Data Science: The numbers game Law almost lost.

On the face of it, Analytics and Law are manifestly divergent fields of practice. One need only consider the nature of Algorithms that require numerical attributes for their calculations and the textual rigidity of substantive law to realize this. The very first obstacle one will encounter in applying Analytics to Law is the absence of calculable numerical variables in raw legal data. No judicial precedent, statute or common law principle has ever been reduced to a mathematically sound numerical expression; raw legal data is simply not Analytics-receptive.

There are however some methods of mining raw legal data, like powerful Text Analytics that make it possible to build reasonably accurate classification, sentiment analysis and many other models. There are also methods like Discretization (e.g. Nominal to Numerical) in Neural Networks for example that try and facilitate this kind of machine learning. There are a few more techniques that are available but in my humble opinion not worth mentioning, precisely because the results that they yield in their application to raw legal data are catastrophic.

Law is incredibly nuanced and has with it intricacies peculiar to it alone, you need to be able to factor in those intricacies as mathematically adept numericals to assist accurate machine learning. To simply apply text analytics alone or simplistic variations of machine learning is overly facile.

We have seen the use of purely aesthetic numerals as legal data sets for Algorithmic processes. By aesthetic I mean a completely superficial value, say 78, to denote something like contractual breach in a predictive model. The results were a statistical calamity to say the least; it had solved the numerical anomaly at a surface level, but not at a completely authentic one. With this sort of weighting, something like contractual breach is simply expressed as “x”, however “x” has to have a legitimate value in that it has to be calculable mathematically and you have to be able to solve for it. Therefore other variables have to be factored into a calculation that ultimately has breach or “x” as a result. This sort of superficial weighting does not do that.This kind of representative weighting has an adverse effect on the statistical integrity of the algorithm and\or machine learner. Legal data architecture necessitates a collaborative approach between this sort of representative weighting and actual math-based weighting.

Before even purporting to mine legal data competently the numerical anomaly has to be reconciled, legal analytics is simply inconceivable without this reconciliation. This is extremely hard, which is probably why weighting systems in legal technology are non-existent. We spent a year developing a math-based metrics system for law, the system facilitates the conversion of raw legal data (for example a section in an act) into numerical values for the purposes of algorithm-based machine learning.
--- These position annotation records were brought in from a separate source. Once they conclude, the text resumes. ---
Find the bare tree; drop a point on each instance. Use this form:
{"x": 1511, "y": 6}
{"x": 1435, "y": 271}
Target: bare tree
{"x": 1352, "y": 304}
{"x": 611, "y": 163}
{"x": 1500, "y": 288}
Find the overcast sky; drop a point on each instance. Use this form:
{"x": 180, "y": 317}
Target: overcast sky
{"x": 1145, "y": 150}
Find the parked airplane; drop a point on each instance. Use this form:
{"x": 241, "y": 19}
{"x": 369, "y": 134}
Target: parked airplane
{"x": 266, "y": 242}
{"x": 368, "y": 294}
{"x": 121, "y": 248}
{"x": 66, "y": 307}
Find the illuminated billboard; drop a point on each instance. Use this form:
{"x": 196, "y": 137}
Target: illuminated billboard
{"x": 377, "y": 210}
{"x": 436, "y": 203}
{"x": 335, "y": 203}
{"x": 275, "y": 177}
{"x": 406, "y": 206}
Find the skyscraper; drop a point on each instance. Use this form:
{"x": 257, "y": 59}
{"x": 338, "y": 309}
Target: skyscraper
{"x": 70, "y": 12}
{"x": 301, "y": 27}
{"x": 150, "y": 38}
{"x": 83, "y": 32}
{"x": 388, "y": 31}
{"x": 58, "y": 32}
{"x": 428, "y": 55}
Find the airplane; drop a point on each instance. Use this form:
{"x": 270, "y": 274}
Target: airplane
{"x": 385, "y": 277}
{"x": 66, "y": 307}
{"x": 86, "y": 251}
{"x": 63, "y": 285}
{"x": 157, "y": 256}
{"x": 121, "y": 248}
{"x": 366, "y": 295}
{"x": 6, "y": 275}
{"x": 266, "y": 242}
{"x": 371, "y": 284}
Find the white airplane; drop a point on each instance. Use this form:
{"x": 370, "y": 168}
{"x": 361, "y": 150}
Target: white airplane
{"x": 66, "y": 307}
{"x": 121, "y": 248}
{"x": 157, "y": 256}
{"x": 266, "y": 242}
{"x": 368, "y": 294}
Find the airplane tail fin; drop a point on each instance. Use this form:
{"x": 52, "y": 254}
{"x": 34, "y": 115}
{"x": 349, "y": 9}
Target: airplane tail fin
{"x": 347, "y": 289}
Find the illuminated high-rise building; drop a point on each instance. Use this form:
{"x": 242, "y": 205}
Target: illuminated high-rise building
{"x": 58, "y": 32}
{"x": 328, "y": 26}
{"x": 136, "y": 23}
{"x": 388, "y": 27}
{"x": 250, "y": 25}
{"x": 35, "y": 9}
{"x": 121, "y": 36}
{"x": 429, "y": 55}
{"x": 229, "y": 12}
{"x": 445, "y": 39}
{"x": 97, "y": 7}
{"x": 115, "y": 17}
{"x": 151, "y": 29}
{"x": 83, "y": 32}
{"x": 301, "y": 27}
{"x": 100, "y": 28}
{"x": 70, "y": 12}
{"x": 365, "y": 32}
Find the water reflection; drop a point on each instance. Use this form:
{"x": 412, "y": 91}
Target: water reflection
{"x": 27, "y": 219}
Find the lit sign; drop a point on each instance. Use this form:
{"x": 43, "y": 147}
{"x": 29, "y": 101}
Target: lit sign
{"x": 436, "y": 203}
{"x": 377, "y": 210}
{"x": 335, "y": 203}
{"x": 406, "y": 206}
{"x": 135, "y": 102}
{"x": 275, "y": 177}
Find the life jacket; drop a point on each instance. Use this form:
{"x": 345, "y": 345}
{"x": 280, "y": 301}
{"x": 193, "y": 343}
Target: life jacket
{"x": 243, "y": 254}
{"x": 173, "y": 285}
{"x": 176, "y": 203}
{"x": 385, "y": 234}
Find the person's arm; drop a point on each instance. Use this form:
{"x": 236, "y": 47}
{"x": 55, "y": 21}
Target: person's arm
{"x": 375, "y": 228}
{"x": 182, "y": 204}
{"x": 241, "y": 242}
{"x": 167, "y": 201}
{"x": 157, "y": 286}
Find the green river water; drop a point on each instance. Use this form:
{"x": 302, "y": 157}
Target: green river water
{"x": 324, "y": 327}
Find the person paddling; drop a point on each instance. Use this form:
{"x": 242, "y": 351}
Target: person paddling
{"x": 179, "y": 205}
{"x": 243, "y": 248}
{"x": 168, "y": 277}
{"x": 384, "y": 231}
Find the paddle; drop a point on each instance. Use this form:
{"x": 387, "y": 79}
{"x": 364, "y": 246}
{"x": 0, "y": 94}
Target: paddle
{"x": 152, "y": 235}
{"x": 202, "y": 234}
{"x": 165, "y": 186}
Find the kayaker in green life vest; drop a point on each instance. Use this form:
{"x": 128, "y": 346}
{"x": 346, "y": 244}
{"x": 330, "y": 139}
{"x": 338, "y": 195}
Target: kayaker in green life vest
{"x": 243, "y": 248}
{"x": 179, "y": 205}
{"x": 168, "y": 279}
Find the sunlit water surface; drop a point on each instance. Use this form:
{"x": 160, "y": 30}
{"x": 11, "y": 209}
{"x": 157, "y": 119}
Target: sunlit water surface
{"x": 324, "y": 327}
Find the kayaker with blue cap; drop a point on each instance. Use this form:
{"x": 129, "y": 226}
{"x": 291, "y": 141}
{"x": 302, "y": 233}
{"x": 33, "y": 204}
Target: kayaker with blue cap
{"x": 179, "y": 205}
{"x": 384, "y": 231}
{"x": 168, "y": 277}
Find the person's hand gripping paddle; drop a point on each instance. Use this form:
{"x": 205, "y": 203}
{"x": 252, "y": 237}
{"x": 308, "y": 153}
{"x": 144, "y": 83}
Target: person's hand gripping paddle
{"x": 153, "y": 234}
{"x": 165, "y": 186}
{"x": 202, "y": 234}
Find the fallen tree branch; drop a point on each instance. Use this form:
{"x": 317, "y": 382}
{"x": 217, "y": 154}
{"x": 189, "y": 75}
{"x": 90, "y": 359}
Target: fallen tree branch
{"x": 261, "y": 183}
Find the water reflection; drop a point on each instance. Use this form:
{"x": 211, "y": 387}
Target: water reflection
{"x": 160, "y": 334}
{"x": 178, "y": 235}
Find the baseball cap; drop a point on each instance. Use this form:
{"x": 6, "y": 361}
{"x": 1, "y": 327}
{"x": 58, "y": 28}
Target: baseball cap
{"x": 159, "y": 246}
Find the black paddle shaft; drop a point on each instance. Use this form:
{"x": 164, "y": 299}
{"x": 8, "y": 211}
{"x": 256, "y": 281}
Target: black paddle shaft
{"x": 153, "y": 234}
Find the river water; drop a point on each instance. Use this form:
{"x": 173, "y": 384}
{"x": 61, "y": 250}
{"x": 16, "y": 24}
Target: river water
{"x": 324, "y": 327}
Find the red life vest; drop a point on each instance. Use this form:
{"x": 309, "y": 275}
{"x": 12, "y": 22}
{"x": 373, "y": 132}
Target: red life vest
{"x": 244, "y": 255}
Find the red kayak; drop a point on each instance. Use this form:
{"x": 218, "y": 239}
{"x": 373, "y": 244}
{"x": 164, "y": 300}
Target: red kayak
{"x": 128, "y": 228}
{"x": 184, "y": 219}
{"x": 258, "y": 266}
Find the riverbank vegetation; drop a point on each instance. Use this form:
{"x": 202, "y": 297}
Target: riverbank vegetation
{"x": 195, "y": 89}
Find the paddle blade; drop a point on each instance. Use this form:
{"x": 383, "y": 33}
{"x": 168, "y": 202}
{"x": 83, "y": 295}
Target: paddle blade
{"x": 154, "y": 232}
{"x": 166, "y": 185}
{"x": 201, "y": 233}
Amongst other things a system such as this one required calculable and inter-dependent variables, stratified weighting schemes, proportionality and most importantly numerical values that are mathematically apportioned according to their peculiar legal implications. What has resulted is a metric system that can numerically quantify legal permutations not only at a purely epidermal level, but at a systemic one as well. For the first time a common law principle like the duty to disclose material facts in insurance contracts, can be mathematically quantified to a value of say “3.22”for the purposes of an algorithmic process. Once this has been done, the values can be used for data pre-processing, architecture and analysis.
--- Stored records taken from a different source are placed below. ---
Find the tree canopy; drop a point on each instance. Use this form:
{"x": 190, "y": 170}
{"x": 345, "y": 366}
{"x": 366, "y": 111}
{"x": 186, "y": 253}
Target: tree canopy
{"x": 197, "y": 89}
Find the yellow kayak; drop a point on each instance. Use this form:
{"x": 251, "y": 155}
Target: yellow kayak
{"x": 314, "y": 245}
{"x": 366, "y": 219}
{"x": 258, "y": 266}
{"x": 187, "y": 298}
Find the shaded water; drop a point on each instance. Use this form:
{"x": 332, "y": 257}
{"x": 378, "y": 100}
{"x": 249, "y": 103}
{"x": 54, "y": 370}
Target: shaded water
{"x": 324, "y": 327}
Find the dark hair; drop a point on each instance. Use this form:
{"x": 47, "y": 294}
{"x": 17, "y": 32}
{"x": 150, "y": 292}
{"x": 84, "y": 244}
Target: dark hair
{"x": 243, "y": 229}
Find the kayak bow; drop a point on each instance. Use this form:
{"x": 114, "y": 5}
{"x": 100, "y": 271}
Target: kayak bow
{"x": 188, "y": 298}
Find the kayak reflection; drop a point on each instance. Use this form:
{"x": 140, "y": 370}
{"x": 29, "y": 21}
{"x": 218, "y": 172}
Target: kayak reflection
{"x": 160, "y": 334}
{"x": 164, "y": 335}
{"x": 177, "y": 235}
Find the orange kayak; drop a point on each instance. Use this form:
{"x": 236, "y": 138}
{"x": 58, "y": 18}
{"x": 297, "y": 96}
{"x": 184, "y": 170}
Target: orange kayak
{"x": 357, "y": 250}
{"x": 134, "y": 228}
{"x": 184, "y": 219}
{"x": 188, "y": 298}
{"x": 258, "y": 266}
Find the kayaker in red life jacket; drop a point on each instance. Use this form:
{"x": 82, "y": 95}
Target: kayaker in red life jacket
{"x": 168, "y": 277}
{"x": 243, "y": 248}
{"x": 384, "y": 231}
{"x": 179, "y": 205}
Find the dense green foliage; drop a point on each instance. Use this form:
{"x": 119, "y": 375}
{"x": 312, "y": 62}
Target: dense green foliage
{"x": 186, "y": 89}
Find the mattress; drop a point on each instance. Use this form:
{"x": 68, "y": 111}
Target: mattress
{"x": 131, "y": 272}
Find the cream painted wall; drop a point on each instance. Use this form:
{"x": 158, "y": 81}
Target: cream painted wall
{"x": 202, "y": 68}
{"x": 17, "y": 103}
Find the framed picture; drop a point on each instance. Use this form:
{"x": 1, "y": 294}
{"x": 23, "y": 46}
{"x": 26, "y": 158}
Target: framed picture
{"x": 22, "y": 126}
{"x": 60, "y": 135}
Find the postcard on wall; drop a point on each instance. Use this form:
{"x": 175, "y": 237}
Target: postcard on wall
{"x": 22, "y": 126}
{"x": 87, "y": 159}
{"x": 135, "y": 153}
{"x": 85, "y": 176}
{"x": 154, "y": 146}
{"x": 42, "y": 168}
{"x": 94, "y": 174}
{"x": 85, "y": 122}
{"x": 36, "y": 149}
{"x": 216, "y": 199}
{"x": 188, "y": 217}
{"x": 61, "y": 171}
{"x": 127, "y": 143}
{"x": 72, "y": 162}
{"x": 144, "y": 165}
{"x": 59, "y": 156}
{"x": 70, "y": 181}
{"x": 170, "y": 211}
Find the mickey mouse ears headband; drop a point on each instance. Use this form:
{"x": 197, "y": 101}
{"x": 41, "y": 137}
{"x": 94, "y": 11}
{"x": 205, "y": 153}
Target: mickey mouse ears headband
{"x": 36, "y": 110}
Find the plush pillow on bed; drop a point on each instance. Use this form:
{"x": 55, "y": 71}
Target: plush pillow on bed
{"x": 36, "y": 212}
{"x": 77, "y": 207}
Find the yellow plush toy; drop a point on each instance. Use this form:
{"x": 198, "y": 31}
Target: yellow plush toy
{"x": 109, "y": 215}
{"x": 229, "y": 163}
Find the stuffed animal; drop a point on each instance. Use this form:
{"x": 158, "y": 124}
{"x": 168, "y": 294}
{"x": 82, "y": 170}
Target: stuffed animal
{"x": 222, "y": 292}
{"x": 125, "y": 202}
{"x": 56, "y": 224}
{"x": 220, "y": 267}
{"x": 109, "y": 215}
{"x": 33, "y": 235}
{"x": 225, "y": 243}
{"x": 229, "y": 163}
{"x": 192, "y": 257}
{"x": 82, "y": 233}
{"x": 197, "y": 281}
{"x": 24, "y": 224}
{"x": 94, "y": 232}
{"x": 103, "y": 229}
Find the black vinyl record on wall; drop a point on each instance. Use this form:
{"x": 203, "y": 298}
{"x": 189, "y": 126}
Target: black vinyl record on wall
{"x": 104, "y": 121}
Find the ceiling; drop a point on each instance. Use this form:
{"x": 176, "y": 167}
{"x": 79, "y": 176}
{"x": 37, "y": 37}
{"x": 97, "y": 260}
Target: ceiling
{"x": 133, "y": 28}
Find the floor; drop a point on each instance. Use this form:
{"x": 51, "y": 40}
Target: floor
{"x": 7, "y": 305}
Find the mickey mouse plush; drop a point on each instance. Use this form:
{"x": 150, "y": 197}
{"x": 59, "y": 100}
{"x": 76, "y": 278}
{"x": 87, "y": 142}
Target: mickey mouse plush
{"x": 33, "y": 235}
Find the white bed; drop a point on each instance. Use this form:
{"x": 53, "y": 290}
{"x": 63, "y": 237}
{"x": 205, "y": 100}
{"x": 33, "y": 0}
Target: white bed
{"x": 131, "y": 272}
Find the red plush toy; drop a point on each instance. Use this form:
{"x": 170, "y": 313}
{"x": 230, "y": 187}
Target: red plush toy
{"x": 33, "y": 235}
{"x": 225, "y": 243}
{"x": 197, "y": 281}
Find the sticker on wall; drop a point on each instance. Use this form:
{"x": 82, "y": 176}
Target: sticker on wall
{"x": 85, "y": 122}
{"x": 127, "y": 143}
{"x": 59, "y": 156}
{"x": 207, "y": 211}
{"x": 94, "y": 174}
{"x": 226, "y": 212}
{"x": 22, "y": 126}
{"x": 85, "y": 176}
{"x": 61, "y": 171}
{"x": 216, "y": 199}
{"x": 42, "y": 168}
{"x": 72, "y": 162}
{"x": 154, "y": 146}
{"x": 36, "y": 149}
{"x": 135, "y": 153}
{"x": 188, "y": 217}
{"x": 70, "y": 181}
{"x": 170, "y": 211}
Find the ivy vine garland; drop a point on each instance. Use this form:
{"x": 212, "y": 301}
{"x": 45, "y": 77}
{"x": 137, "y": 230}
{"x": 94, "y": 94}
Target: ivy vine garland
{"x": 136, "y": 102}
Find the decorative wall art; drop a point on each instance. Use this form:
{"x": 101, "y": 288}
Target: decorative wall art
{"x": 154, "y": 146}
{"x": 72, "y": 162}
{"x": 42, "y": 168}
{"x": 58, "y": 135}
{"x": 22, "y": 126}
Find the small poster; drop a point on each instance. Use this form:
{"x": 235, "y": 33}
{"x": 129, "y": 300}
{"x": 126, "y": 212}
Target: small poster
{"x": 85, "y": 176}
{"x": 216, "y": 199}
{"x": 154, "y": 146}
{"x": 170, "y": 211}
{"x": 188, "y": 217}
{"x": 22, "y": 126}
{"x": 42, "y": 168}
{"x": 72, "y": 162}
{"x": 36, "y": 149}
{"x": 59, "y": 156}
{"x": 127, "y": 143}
At first we intended to use the metrics system for internal purposes only, however we have since resolved to provide these metric conversion systems to other Legal Technology firms and Analytics firms in general. We feel that the data science field needs alternative means of analyzing raw legal data in the most statistically robust manner. Without a capable metrics system in legal analytics it is impossible to unearth very subtle insights, any legal data mining without a system such as this one is unfortunately very finite. Decision science and diagnostics, advanced predictive modeling, algorithmic trial simulations, pattern recognition and automated policy enforcement are some of the advanced areas of our practice that simply would not be possible without a math-based metric system for legal data. Many Data science ventures into law fail before they even begin because there does not exist a numeric conversion system for their legal data. For lawyers, Data Science is a numbers game they almost lost, fortunately though they are now beginning to win it.

Views: 1402

Tags: predictive modeling


You need to be a member of Data Science Central to add comments!

Join Data Science Central

Comment by Sione Palu on June 6, 2015 at 3:33pm

The following are relevant to this article:



Abstract available but not the full paper:

"A fuzzy case based reasoning system for the legal inference"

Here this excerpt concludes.